Przerwa w pracy na posiłek
Przerwa śniadaniowa, przerwa lunchowa to potoczne określenia na należący się każdemu zatrudnionemu czas wolny na odpoczynek. Nie oznacza to jednak, że podwładny zobowiązany jest wykorzystać ją na śniadanie czy w ogóle jedzenie jakiegokolwiek posiłku. Przerwa może być spożytkowana dowolnie, oczywiście w ramach obowiązującego prawa i przepisów wewnątrzzakładowych.
Kodeks pracy – przerwa śniadaniowa
Zgodnie z art. 134. Kodeksu pracy:
„Jeżeli dobowy wymiar czasu pracy pracownika wynosi co najmniej 6 godzin, pracownik ma prawo do przerwy w pracy trwającej co najmniej 15 minut, wliczanej do czasu pracy”.
Przerwa na śniadanie przysługuje niezależnie od innych przerw: np. 5-minutowej na każdą godzinę pracy dla osób pracujących przy komputerze czy 15-minutowej przerwy rehabilitacyjnej dla osób niepełnosprawnych.
Czas przerwy śniadaniowej a godziny pracy
Należy podkreślić, że 15 minut przerwy, o której mowa w przepisach, wlicza się do czasu pracy i zatrudniony otrzymuje za ten okres wynagrodzenie. Pracodawca nie może wymagać od podwładnego, by z niej zrezygnował, na przykład w przypadku wyjątkowo dużego obłożenia pracą. Jeśli szef chce, by zatrudniony pracował dłużej niż wynika to ze zwykłego rozkładu czasu pracy, jest zobowiązany do przestrzegania przepisów dotyczących nadgodzin.
Przerwa śniadaniowa w pracy – 8 godzin
W przypadku 8-godzinnego dnia pracy jedna, trwająca kwadrans przerwa wielu pracownikom może wydawać się niewystarczająca. Dlatego w niektórych firmach pracodawcy wychodzą naprzeciw potrzebom podwładnych i wprowadzają dodatkowy czas wolny.
Umożliwia to art. 141. Kodeksu pracy:
„Pracodawca może wprowadzić jedną przerwę w pracy nie wliczaną do czasu pracy, w wymiarze nie przekraczającym 60 minut, przeznaczoną na spożycie posiłku lub załatwienie spraw osobistych”.

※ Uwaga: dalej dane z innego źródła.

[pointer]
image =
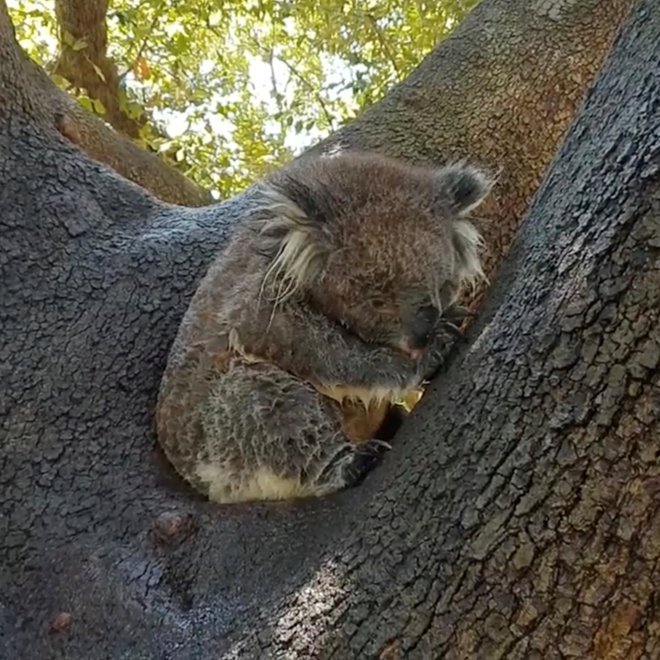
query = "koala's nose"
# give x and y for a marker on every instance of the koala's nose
(423, 324)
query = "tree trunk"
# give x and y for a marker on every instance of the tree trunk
(55, 108)
(514, 517)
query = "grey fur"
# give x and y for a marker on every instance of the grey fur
(313, 301)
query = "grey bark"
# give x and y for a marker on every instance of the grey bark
(516, 515)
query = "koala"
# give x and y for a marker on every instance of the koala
(328, 304)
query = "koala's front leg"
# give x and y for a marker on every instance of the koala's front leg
(268, 435)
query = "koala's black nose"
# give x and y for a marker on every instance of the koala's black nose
(423, 325)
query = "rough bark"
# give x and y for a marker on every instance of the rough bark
(502, 90)
(515, 512)
(51, 106)
(90, 68)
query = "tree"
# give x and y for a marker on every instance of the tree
(260, 81)
(515, 515)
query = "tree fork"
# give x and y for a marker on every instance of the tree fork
(104, 547)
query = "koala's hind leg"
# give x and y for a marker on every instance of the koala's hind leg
(268, 435)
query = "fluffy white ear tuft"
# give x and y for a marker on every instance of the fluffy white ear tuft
(461, 187)
(468, 243)
(294, 242)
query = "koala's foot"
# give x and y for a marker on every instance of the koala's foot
(351, 466)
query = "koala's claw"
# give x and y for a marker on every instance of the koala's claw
(458, 313)
(364, 460)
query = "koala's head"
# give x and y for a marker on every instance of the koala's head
(378, 245)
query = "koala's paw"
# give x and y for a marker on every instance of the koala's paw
(363, 460)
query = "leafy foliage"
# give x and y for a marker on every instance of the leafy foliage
(233, 89)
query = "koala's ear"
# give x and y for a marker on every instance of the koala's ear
(460, 188)
(296, 242)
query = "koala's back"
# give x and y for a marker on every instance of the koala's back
(279, 376)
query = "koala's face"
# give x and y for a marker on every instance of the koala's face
(391, 280)
(375, 244)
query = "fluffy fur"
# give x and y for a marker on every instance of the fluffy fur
(328, 299)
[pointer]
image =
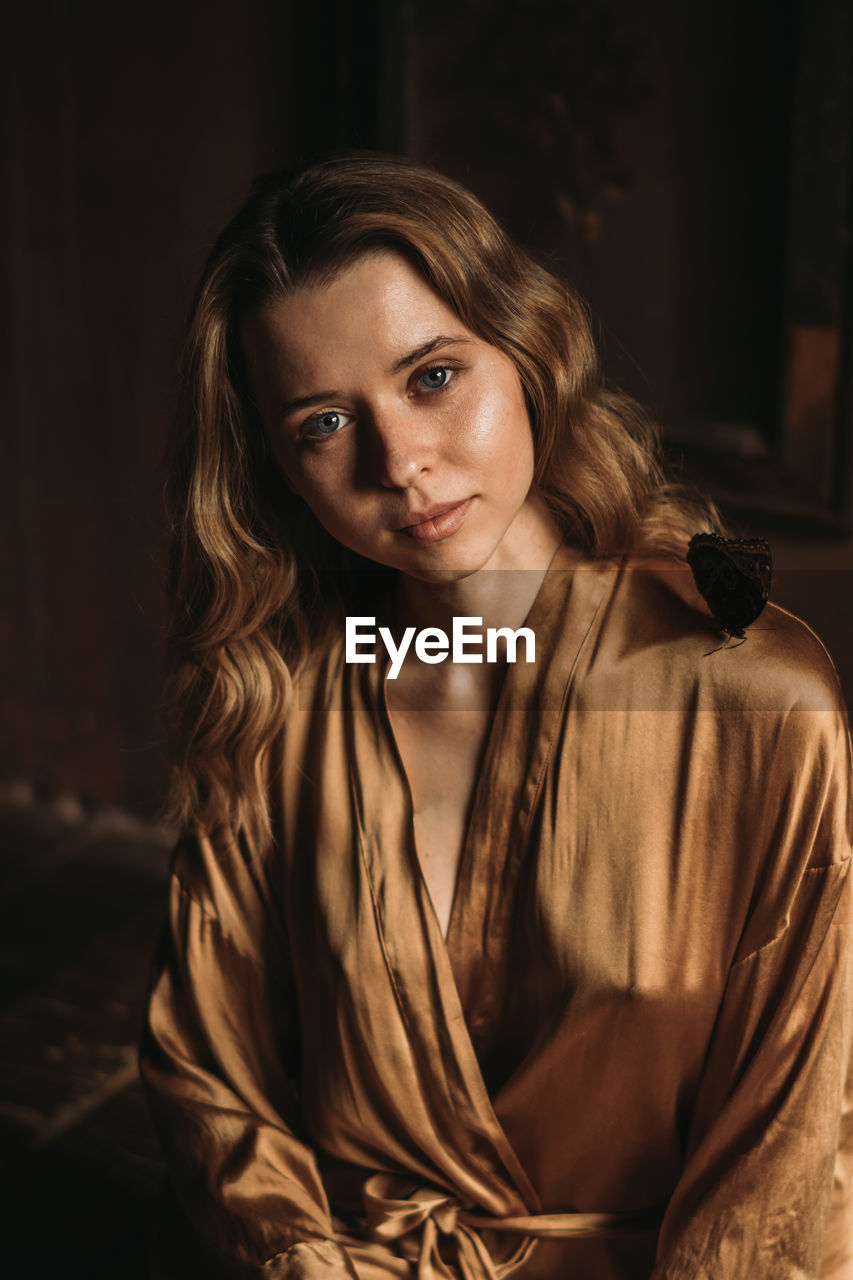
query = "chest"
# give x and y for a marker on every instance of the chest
(441, 750)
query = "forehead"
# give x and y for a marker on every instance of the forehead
(373, 311)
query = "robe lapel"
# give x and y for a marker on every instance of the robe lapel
(447, 990)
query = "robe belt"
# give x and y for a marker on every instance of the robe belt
(433, 1214)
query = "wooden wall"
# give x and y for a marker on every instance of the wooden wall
(129, 132)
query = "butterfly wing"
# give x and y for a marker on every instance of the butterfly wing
(733, 575)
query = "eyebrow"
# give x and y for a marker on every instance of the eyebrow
(406, 361)
(425, 350)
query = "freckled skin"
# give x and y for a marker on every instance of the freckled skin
(404, 447)
(388, 443)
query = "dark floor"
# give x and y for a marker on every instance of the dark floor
(82, 896)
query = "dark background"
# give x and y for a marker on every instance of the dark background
(688, 167)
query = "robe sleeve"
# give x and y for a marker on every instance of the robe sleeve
(219, 1055)
(769, 1161)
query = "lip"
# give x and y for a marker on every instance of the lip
(437, 522)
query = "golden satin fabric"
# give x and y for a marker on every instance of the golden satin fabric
(626, 1059)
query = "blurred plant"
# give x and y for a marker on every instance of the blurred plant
(553, 78)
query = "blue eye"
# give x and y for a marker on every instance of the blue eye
(433, 379)
(327, 424)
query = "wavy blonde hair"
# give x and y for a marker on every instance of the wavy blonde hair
(247, 558)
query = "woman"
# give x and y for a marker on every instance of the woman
(475, 968)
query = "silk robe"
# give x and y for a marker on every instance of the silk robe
(625, 1060)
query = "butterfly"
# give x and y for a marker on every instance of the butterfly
(733, 575)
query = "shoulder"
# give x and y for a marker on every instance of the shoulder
(662, 627)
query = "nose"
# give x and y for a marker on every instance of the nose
(401, 446)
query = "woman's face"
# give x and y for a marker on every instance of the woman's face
(405, 434)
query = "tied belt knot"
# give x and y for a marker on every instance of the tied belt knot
(416, 1220)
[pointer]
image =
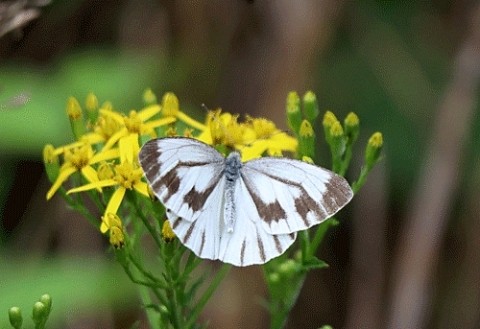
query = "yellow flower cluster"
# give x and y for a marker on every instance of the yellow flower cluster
(106, 150)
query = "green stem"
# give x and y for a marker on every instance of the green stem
(219, 276)
(320, 234)
(155, 235)
(280, 316)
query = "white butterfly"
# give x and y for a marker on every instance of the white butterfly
(240, 213)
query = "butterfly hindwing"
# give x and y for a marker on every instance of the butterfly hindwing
(249, 243)
(292, 195)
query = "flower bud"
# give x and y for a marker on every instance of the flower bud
(306, 139)
(373, 150)
(74, 112)
(310, 106)
(167, 233)
(170, 105)
(91, 106)
(352, 127)
(149, 98)
(15, 317)
(46, 300)
(40, 313)
(51, 162)
(294, 114)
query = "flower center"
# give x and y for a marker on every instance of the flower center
(133, 123)
(79, 157)
(127, 175)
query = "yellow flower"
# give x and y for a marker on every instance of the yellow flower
(252, 138)
(79, 158)
(224, 129)
(167, 233)
(127, 176)
(115, 227)
(135, 123)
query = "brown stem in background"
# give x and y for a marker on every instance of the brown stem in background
(418, 247)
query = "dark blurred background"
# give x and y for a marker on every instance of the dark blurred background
(406, 252)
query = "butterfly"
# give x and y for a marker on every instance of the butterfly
(239, 213)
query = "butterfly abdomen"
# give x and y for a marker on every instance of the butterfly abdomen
(232, 173)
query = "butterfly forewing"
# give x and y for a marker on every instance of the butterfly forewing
(182, 173)
(292, 195)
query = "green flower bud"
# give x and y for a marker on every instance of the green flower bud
(337, 141)
(46, 300)
(352, 127)
(51, 162)
(373, 150)
(149, 98)
(40, 313)
(91, 106)
(294, 114)
(310, 106)
(328, 120)
(306, 139)
(74, 112)
(15, 317)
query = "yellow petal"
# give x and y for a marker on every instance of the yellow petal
(115, 137)
(115, 200)
(112, 114)
(65, 172)
(148, 112)
(91, 186)
(190, 121)
(90, 174)
(93, 138)
(160, 122)
(127, 146)
(105, 155)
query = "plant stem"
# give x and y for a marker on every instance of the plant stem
(219, 276)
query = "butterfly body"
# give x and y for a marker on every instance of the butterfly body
(240, 213)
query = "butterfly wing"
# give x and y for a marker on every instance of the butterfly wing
(291, 195)
(249, 243)
(184, 175)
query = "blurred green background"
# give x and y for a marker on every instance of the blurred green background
(405, 254)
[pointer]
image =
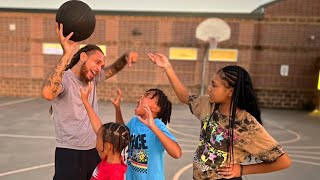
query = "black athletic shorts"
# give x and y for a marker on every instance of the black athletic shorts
(71, 164)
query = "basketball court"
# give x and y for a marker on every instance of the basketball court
(28, 142)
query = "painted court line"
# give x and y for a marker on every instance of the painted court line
(26, 169)
(16, 102)
(26, 136)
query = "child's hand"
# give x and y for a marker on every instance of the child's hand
(160, 60)
(116, 101)
(131, 57)
(148, 121)
(85, 93)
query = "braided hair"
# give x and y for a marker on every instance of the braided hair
(116, 134)
(243, 97)
(165, 105)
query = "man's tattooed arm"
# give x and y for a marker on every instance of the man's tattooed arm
(52, 85)
(117, 66)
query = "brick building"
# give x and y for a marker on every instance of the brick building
(284, 32)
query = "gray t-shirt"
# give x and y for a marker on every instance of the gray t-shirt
(72, 124)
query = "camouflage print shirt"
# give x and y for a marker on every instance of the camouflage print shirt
(250, 138)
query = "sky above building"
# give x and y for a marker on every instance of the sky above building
(202, 6)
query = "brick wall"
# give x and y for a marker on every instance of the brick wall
(282, 37)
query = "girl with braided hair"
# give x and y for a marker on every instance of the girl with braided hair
(112, 139)
(149, 136)
(231, 126)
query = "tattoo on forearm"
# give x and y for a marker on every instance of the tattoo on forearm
(54, 80)
(115, 67)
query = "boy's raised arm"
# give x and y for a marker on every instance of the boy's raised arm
(180, 90)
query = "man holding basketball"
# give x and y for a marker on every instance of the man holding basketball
(75, 154)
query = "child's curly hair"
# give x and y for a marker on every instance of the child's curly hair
(116, 134)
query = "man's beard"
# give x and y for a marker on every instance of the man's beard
(83, 73)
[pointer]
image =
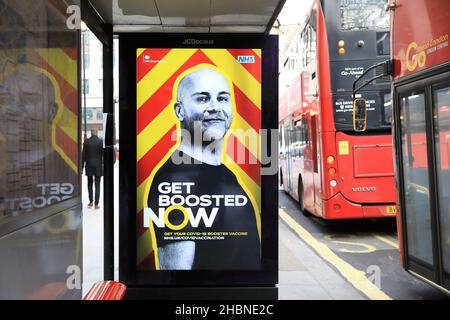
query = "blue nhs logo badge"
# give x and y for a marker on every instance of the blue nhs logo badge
(246, 59)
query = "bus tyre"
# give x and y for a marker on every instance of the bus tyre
(301, 198)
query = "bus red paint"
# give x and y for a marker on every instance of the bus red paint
(321, 156)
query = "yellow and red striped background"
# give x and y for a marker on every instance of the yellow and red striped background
(158, 72)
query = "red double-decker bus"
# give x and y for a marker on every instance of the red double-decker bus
(421, 91)
(321, 156)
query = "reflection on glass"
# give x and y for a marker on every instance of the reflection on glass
(38, 107)
(364, 15)
(416, 180)
(441, 98)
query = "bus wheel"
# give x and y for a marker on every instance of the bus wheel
(301, 198)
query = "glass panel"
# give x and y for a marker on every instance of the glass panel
(92, 83)
(416, 179)
(441, 98)
(38, 107)
(364, 15)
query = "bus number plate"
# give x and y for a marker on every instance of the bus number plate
(392, 209)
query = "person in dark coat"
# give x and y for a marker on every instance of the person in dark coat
(93, 162)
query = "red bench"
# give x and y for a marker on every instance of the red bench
(106, 290)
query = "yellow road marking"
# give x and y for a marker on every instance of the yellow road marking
(386, 240)
(367, 247)
(356, 277)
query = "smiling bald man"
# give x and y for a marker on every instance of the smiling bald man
(204, 109)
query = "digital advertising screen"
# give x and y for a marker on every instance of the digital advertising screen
(198, 121)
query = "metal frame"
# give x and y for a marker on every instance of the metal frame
(425, 81)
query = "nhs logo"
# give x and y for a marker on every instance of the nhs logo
(246, 59)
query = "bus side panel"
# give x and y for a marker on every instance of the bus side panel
(43, 260)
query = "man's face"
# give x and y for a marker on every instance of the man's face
(205, 100)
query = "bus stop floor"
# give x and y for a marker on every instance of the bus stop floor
(303, 275)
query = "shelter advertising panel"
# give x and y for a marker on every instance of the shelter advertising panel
(198, 121)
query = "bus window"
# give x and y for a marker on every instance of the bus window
(387, 109)
(441, 98)
(364, 15)
(308, 39)
(416, 179)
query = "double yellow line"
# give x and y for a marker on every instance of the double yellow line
(356, 277)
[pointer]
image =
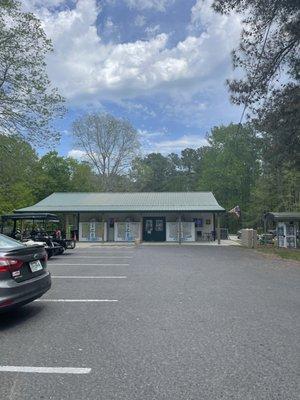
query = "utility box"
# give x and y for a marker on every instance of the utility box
(249, 238)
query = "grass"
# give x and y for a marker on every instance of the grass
(288, 254)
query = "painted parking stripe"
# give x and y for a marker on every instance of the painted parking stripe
(96, 257)
(86, 277)
(76, 301)
(45, 370)
(86, 265)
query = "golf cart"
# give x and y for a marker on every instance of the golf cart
(32, 227)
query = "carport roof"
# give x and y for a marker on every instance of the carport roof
(125, 202)
(284, 216)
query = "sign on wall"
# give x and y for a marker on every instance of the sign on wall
(92, 231)
(187, 231)
(127, 231)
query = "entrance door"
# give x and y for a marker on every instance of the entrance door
(154, 229)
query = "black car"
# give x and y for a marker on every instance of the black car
(23, 273)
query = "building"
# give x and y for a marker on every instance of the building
(287, 227)
(119, 217)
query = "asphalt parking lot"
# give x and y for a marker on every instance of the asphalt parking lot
(157, 322)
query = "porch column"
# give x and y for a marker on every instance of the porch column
(179, 230)
(141, 229)
(218, 229)
(67, 225)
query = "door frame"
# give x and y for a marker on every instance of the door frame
(154, 219)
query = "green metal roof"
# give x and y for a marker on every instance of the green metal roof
(118, 202)
(284, 216)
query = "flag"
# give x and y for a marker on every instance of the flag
(235, 210)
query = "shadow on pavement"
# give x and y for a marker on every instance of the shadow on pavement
(19, 316)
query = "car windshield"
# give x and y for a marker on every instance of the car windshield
(6, 242)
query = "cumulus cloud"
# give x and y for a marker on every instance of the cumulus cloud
(157, 5)
(87, 70)
(77, 154)
(177, 145)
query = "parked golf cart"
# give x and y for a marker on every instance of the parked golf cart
(32, 228)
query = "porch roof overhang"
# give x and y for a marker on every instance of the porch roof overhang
(283, 216)
(127, 202)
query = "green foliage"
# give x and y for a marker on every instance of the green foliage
(18, 167)
(26, 179)
(110, 144)
(27, 101)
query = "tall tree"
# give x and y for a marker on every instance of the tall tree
(18, 173)
(269, 45)
(110, 145)
(27, 101)
(230, 165)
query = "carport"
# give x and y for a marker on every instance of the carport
(141, 216)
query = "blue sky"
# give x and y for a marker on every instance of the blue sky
(162, 64)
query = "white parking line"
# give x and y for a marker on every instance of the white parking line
(95, 257)
(45, 370)
(86, 265)
(86, 277)
(76, 301)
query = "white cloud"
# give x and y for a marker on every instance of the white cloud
(87, 70)
(176, 145)
(77, 154)
(157, 5)
(140, 20)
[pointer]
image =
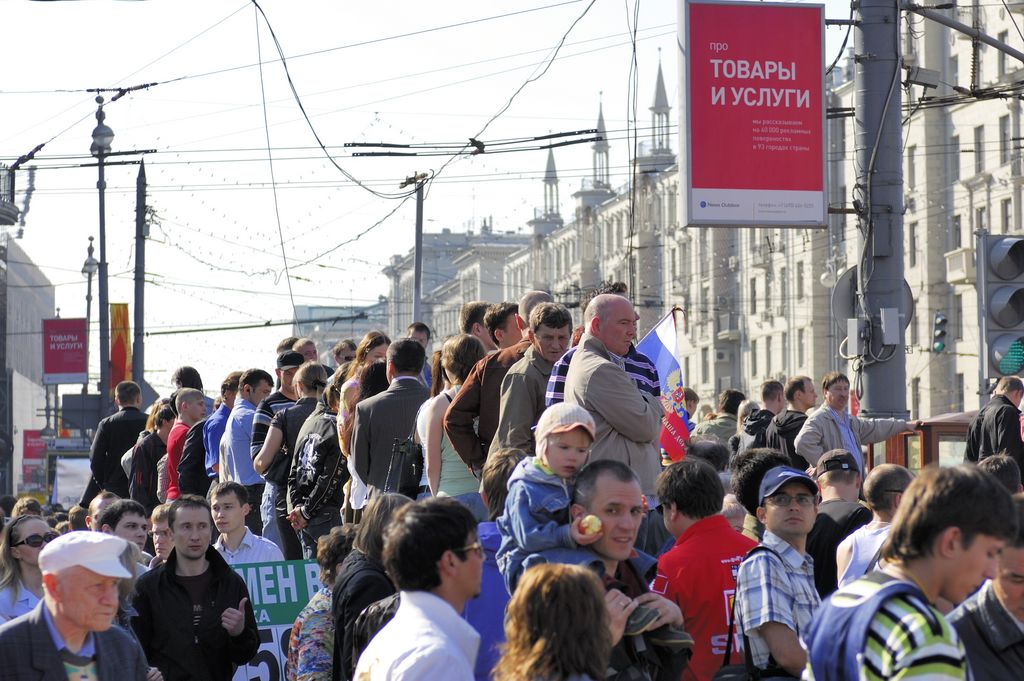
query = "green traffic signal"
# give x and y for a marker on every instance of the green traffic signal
(1013, 360)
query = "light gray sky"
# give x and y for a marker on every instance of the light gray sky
(365, 72)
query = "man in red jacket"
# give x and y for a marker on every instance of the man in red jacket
(192, 409)
(698, 573)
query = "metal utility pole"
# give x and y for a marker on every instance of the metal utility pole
(418, 178)
(101, 138)
(138, 350)
(880, 183)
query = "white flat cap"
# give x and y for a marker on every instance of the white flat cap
(95, 551)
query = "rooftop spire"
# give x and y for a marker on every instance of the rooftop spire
(601, 144)
(549, 174)
(660, 97)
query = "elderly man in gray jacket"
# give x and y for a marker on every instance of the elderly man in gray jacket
(832, 428)
(628, 421)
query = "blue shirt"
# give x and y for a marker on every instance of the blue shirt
(237, 463)
(637, 365)
(213, 430)
(88, 648)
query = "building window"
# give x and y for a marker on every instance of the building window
(1005, 142)
(784, 293)
(1000, 58)
(953, 159)
(911, 171)
(785, 352)
(915, 398)
(957, 316)
(979, 150)
(912, 245)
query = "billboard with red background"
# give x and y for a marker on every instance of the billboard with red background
(65, 356)
(755, 114)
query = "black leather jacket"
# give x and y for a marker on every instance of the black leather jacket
(317, 469)
(164, 628)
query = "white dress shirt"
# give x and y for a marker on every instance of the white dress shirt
(252, 549)
(426, 640)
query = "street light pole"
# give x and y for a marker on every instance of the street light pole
(101, 138)
(88, 269)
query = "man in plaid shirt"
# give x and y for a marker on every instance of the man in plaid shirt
(775, 593)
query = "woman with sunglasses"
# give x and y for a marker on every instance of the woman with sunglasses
(20, 579)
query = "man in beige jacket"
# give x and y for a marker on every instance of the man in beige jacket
(628, 421)
(832, 428)
(522, 388)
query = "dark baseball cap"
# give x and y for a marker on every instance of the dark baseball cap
(836, 460)
(290, 359)
(776, 478)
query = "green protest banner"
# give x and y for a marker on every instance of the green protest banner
(279, 591)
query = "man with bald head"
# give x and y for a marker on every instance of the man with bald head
(69, 635)
(478, 400)
(628, 420)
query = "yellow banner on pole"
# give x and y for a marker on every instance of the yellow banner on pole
(120, 344)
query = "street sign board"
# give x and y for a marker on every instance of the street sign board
(65, 358)
(754, 133)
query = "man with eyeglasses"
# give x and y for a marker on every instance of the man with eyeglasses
(775, 592)
(126, 518)
(434, 556)
(163, 542)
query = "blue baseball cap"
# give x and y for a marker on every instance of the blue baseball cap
(775, 478)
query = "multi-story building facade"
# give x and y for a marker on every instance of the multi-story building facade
(457, 268)
(29, 300)
(318, 323)
(756, 303)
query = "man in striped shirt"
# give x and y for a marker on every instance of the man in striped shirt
(945, 541)
(775, 594)
(638, 367)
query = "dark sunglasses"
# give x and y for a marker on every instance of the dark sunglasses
(36, 541)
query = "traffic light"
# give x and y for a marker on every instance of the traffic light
(1005, 303)
(939, 332)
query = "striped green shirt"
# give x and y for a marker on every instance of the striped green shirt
(907, 639)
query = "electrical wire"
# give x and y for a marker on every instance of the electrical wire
(309, 123)
(269, 159)
(842, 48)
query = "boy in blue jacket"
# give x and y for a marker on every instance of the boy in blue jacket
(537, 510)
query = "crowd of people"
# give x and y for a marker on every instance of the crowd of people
(503, 510)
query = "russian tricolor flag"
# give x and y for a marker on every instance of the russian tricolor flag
(659, 345)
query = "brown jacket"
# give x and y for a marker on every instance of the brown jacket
(521, 402)
(628, 421)
(479, 399)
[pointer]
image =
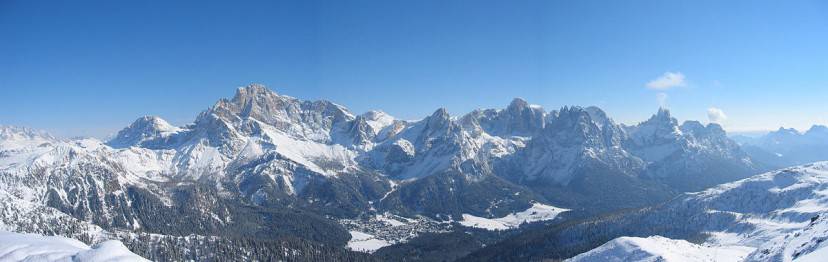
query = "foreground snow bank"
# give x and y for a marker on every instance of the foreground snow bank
(32, 247)
(538, 212)
(657, 248)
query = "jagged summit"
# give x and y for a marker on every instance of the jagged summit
(518, 104)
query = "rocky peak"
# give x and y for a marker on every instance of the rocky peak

Ustalenia dotyczące takiej przerwy muszą być uwzględnione w układzie zbiorowym pracy, regulaminie lub w umowie podpisywanej z podwładnym (jeśli dwa pierwsze go nie dotyczą).
Warto jednak pamiętać, że ponieważ ta dodatkowa przerwa nie wlicza się do czasu pracy, zatrudniony nie otrzymuje za nią wynagrodzenia.